Volley is a high-performance stream processing framework built in Rust on Apache Arrow. It provides a Flink-inspired DataStream API with exactly-once semantics, achieving 9M+ records/sec sustained on a single node.
Volley is designed for both human developers and AI coding agents. The API is type-safe at compile time, the documentation is structured for machine readability, and the examples are runnable out of the box.
High Performance — 9M+ rec/sec sustained with multi-row Arrow batching and write-behind state caching
Exactly-Once Semantics — Checkpoint-based fault tolerance with aligned barrier snapshotting
Flink-like API — Fluent DataStream API with typestate-enforced compile-time safety
Expression Engine — Vectorized filter_expr(), select_expr(), aggregate_expr() powered by DataFusion (without SQL). Multi-type aggregation on native Arrow types (i32, i64, f64, etc.)

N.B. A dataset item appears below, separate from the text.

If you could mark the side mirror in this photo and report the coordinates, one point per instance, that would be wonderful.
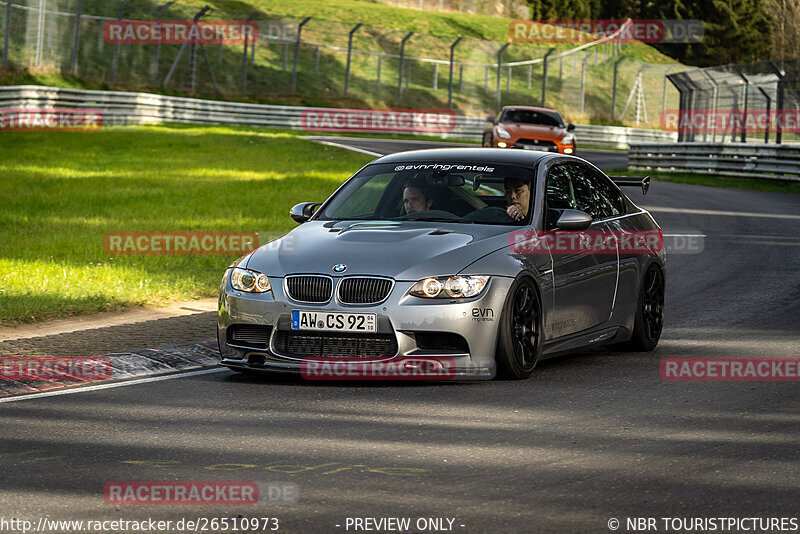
(302, 212)
(574, 220)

Event-Time Windowing — Tumbling, sliding, and session windows with watermark tracking
State Management — RocksDB backend with write-behind cache and hardlink checkpoints
Intra-Node Parallelism — Hash-partitioned parallel operator instances
Kafka Integration — Source and sink with exactly-once transactional semantics
Cloud Blob Sources — S3+SQS, Azure Blob+Queue, GCS+Pub/Sub with Parquet/JSON/CSV/Avro
Table Format Sinks — Delta Lake and Apache Iceberg with exactly-once commits
Kubernetes Operator — VolleyApplication CRD with autoscaling, health checks, and Prometheus
Component Purpose
Apache Arrow In-memory columnar format
DataFusion Query engine and expression evaluation
RocksDB State management and checkpointing
Tokio Async runtime for task-per-stage execution
+-----------------------------------------------------+
| Stream Processing Layer (Rust) |
| +- Fluent Builder API (DataStream, KeyedStream) |
| +- Multi-Row RecordBatch Operators |
| +- Watermarks & Event Time |
| +- Windowing (Tumbling, Sliding, Session) |
| +- Intra-Node Parallelism (hash-partitioned) |
| +- Checkpoint Coordinator |
+-----------------------+-----------------------------+
|
+-----------------------v-----------------------------+
| Async Runtime (Tokio) |
| +- Task-per-Stage Execution |
| +- Bounded Channels (Backpressure) |
| +- Graceful Shutdown |
+-----------------------+-----------------------------+
|
+-----------------------v-----------------------------+
| State Management (RocksDB) |
| +- Write-Behind Accumulator Cache |
| +- BatchStateBackend (multi_get / WriteBatch) |
| +- Per-Key State Isolation |
| +- Hardlink Checkpoints |
+-----------------------+-----------------------------+
|
+-----------------------v-----------------------------+
| Connectors |
| +- Kafka (exactly-once, feature-gated) |
| +- Cloud Blob Stores (S3, Azure, GCS) |
| +- Delta Lake, Iceberg (exactly-once sinks) |
| +- Memory (batched source, counting sink) |
+-----------------------------------------------------+
Benchmarked on a single node (12 CPUs, Apple Silicon):
Configuration Throughput
Single-row, parallelism=1 850K rec/s
Batch=1000, parallelism=4 8.7M rec/s
Sustained 10s (batch=1000, parallelism=4) 9.4M rec/s
Connector Formats Status
Kafka JSON Available (feature-gated)
AWS S3 + SQS Parquet, JSON, CSV, Avro Available
Azure Blob + Queue Parquet, JSON, CSV, Avro Available
GCS + Pub/Sub Parquet, JSON, CSV, Avro Available
Memory/Iterator Arrow RecordBatch Available
Connector Formats Status
Kafka JSON Available (feature-gated, transactional)
Delta Lake Parquet Available (exactly-once)
Apache Iceberg Parquet Available (REST catalog)
Memory (collect) Arrow RecordBatch Available